Temperatures reached into the 90s but people didn’t seem to notice.
They busied themselves playing Frisbee, cooking on a grill, playing games on their smartphones.
If it got too hot, they slipped under beach umbrellas or dug through ice chests for another cold beverage.
“I’d rather have this than winter,” said Sheffield, clad in shorts and a T-shirt.
Other popular viewing spots were riverfront parks, and a few souls bobbed on boats in the river.
Luckier still were the swells planning to watch the show from a $250-a-ticket fundraiser from the roof of a downtown Miller parking garage.
Whatever spot people picked, they usually lugged the same stuff, including cameras and binoculars.
More than a few brought American flags.
Despite the looming election, Democrats and Republicans were joined together celebrating the country’s birthday.
“It’s the greatest country in the world,” said Kaye, who had a miniature flag.
Around her, families ate picnic style while others played board games.
At the Detroit/Wayne County Port Authority building, 250 current and former members of the military were honored at a reception held by Ford and the Yankee Air Museum.
Miguel Thornton, president of the Tuskegee Airmen’s Detroit chapter, compared the city to the mythological phoenix rising from the ashes.
“Detroit was never in ashes, but the strength of the bird represents the strength of Detroit,” he said.
Back at Hart Plaza, Tameka Richardson enjoyed the same shady spot her family has enjoyed for eight downtown fireworks in a row.
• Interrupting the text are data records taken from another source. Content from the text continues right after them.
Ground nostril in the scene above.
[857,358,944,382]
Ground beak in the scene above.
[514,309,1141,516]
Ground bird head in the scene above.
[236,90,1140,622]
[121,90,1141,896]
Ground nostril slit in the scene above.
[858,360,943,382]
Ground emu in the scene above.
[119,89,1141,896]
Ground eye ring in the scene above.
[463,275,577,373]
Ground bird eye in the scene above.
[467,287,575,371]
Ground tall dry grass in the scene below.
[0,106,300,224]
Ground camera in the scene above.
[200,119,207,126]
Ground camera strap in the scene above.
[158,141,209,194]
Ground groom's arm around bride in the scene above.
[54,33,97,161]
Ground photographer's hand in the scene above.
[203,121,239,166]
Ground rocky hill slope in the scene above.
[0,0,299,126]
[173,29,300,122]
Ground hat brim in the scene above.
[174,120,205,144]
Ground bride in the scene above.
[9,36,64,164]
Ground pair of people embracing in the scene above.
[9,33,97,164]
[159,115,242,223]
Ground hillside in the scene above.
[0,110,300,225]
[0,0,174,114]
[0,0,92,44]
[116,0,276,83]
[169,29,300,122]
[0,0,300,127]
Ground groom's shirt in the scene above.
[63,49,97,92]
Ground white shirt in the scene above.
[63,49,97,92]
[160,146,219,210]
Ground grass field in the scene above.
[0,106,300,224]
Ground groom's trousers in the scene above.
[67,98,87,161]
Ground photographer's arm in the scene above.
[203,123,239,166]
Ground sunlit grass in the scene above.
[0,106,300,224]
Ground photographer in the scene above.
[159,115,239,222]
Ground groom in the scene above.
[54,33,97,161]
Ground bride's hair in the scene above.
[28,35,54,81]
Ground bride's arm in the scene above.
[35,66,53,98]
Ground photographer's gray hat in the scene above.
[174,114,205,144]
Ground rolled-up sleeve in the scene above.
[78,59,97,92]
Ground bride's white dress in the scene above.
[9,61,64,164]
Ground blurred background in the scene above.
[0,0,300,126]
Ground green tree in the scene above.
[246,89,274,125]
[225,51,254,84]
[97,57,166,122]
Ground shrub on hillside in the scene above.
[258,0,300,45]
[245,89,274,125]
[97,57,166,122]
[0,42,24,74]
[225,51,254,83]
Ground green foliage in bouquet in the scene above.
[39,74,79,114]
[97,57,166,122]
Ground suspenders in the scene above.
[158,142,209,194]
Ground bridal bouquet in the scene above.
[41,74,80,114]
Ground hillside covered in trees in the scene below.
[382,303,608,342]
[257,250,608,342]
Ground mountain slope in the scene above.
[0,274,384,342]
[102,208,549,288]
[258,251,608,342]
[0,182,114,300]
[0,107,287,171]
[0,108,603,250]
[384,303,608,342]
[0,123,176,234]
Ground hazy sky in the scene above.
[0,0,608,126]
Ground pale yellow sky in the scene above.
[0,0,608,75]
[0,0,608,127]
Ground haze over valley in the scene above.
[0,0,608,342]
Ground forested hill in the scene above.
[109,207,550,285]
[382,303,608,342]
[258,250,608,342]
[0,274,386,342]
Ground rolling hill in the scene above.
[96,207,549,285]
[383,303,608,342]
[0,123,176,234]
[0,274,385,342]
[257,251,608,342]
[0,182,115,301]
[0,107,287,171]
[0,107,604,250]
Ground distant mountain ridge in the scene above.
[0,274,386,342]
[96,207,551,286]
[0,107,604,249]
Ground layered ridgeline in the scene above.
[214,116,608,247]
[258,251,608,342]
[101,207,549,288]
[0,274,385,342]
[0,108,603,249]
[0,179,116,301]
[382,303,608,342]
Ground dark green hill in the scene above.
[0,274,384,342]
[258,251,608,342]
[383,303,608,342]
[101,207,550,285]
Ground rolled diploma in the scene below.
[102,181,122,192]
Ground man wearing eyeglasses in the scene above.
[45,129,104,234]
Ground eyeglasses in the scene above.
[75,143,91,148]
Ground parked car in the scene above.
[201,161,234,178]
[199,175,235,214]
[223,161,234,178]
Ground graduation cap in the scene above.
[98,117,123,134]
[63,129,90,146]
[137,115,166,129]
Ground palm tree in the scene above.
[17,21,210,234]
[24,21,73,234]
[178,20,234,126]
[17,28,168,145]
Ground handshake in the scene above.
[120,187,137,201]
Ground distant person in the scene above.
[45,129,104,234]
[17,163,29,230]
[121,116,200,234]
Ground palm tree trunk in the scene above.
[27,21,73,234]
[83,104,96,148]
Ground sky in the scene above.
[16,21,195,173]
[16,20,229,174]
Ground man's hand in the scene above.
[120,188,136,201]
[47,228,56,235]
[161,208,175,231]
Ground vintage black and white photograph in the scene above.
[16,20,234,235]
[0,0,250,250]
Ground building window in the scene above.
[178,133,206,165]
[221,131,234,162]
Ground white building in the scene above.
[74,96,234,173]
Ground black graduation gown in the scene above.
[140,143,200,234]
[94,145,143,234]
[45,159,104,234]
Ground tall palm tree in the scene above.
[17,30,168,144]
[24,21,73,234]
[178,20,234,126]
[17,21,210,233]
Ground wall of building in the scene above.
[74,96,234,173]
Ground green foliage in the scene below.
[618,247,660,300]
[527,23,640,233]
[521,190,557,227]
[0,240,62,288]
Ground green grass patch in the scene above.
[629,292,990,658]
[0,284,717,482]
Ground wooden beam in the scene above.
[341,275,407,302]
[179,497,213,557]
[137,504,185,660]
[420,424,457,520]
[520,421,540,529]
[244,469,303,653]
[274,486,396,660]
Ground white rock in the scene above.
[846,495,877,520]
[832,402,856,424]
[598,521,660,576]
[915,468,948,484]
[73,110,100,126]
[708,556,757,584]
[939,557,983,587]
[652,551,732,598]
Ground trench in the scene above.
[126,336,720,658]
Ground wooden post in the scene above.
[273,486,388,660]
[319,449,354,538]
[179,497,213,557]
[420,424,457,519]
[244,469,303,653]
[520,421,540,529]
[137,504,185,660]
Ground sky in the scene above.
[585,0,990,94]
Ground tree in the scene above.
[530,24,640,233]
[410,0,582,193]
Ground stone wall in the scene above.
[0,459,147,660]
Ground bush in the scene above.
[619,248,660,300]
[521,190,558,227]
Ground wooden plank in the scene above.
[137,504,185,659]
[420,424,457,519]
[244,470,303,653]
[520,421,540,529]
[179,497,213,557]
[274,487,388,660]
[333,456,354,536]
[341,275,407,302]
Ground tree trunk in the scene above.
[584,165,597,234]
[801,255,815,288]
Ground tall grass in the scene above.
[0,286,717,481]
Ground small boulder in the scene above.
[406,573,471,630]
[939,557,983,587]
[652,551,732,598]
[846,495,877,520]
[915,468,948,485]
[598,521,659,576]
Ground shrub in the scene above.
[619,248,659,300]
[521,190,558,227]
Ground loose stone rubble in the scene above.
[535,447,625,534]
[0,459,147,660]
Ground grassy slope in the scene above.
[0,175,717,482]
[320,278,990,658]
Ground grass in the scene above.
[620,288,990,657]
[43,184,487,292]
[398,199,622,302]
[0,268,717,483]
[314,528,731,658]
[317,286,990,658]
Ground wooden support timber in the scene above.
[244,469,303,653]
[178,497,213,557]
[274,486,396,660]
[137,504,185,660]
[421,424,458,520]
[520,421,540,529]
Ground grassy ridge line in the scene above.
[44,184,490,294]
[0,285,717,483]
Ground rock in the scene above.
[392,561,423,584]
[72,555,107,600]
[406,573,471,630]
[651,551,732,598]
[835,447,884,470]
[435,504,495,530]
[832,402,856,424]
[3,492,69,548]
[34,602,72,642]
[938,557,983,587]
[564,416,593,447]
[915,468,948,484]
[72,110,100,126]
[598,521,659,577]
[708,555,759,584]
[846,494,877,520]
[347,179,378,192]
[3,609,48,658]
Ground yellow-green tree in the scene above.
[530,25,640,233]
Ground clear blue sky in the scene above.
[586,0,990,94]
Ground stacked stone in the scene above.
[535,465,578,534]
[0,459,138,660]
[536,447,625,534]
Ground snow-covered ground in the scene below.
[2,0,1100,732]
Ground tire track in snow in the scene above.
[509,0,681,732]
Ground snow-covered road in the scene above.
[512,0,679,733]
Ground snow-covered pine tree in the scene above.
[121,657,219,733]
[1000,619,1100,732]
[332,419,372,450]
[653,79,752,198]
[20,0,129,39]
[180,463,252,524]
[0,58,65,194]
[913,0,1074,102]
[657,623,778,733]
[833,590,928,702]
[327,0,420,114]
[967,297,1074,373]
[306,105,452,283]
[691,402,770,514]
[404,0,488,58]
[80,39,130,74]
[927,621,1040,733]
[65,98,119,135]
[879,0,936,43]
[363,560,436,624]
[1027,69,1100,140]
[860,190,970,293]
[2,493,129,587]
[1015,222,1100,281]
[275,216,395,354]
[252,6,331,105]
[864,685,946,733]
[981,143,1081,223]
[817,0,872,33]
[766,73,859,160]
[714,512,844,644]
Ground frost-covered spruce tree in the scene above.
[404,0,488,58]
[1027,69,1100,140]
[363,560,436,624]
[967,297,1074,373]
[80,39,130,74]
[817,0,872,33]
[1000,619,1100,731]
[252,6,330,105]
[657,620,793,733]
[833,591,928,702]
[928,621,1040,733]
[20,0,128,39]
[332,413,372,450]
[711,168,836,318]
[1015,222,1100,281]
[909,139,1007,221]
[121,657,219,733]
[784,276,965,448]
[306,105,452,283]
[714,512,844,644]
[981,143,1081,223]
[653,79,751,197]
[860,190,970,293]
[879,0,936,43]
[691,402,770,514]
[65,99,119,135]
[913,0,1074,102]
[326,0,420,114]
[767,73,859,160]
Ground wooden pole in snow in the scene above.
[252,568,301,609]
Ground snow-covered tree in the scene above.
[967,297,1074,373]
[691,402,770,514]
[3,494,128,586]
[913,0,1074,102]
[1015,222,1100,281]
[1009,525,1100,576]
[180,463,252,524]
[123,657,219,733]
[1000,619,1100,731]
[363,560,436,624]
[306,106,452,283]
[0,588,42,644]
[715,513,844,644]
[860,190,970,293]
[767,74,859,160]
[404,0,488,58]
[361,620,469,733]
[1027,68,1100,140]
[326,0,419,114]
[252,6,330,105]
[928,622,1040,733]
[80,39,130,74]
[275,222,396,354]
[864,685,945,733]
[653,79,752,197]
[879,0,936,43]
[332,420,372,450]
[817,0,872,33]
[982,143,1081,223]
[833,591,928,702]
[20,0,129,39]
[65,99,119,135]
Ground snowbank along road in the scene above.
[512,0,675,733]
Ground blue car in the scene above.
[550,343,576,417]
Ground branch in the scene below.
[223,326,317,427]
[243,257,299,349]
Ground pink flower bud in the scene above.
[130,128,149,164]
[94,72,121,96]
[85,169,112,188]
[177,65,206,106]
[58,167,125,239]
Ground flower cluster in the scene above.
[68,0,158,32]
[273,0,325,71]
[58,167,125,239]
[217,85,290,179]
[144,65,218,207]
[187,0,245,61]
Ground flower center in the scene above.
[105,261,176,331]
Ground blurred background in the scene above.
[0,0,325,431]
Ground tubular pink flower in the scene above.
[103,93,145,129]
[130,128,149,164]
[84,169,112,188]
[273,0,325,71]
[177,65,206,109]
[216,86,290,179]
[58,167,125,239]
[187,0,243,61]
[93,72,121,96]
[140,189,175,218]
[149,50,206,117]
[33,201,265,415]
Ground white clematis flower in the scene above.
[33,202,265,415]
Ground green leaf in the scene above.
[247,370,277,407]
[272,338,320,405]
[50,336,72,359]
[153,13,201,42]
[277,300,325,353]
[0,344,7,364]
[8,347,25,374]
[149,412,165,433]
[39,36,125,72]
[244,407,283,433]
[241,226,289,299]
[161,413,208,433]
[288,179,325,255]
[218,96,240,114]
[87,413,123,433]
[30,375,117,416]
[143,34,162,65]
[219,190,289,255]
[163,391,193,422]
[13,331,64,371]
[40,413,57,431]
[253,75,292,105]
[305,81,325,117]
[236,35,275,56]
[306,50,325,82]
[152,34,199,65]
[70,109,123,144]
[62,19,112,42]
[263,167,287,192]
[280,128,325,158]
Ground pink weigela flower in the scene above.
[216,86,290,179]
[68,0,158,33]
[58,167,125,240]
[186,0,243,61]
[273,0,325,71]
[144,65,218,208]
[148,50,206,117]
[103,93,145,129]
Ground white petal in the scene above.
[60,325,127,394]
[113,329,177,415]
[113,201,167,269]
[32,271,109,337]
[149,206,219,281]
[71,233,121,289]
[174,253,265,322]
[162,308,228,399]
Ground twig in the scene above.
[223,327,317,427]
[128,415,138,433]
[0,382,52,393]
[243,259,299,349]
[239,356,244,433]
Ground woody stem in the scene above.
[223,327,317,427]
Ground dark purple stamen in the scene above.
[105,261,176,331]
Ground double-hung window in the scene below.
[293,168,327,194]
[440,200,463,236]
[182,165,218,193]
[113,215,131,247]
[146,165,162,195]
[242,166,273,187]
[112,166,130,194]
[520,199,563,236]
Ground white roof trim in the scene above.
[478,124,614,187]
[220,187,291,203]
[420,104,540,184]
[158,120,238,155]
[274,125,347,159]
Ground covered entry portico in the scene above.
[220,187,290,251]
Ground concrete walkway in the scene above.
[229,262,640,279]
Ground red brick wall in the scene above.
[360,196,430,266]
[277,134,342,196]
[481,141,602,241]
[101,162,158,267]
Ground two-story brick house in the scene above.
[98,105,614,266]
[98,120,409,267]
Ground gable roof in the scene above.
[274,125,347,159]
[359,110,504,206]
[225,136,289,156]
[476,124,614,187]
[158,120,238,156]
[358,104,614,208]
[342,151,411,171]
They arrived at 12:30 p.m., nine hours before the scheduled show.
“I want to give them that experience because I didn’t have that,” she said about her two sons.
Lory Parks, of Detroit, was among the early birds. She and her ex-husband arrived by 8:30 a.m. to set up his camper on an empty lot on Jefferson near Chene. They brought a grill, folding chairs and a karaoke machine ready for friends and family they expected later in the day.
“As the day goes on it’s going to get packed,” Parks said of the lot.
She said she took time off from work for the event she tries to attend every year.
A steady stream of vehicles had flowed onto Belle Isle by afternoon.
Michigan State Police troopers lined the entry and were highly visible on the island.
Families unpacked coolers from their cars as well as tents, grills and other gear they needed to enjoy the wait for the fireworks display.
Detroiters Alexis Styles and Darius Davis sat under the shade of two umbrellas with their three children, Curtis, 13, Karma, 6 and Shamya, 8 months. Nearby sat a cooler filled with food and a blanket for lounging.
Styles said the family tries to attend the fireworks each year.
“I heard they’re going to be better than last year,” she said. “I hope the weather stays nice, that it doesn’t rain and that it’s a good show.”
The children had their own thoughts about the event.
“I’m expecting something new,” Curtis said.
Keeping watch over the crowds were the Detroit police on foot, motorcycle, car and horseback.
Earlier in the day, Police Chief James Craig said he hoped the downtown fireworks show would be a safe event.
After an 11:45 a.m. roll call on the floor of Joe Louis Arena, hundreds of officers, working 12-hour shifts, began sweeps of their coverage areas, Officer Jennifer Moreno said.
About an hour before the fireworks began, a small group of police escorted a shirtless man away. They were checking IDs of young people.
In addition to some 125 “angels” who volunteered Monday night, Detroit police were assisted by Michigan State Police, Customs and Border Patrol agents, and even the U.S. Secret Service, Craig said.
Staff Writer James David Dickson contributed.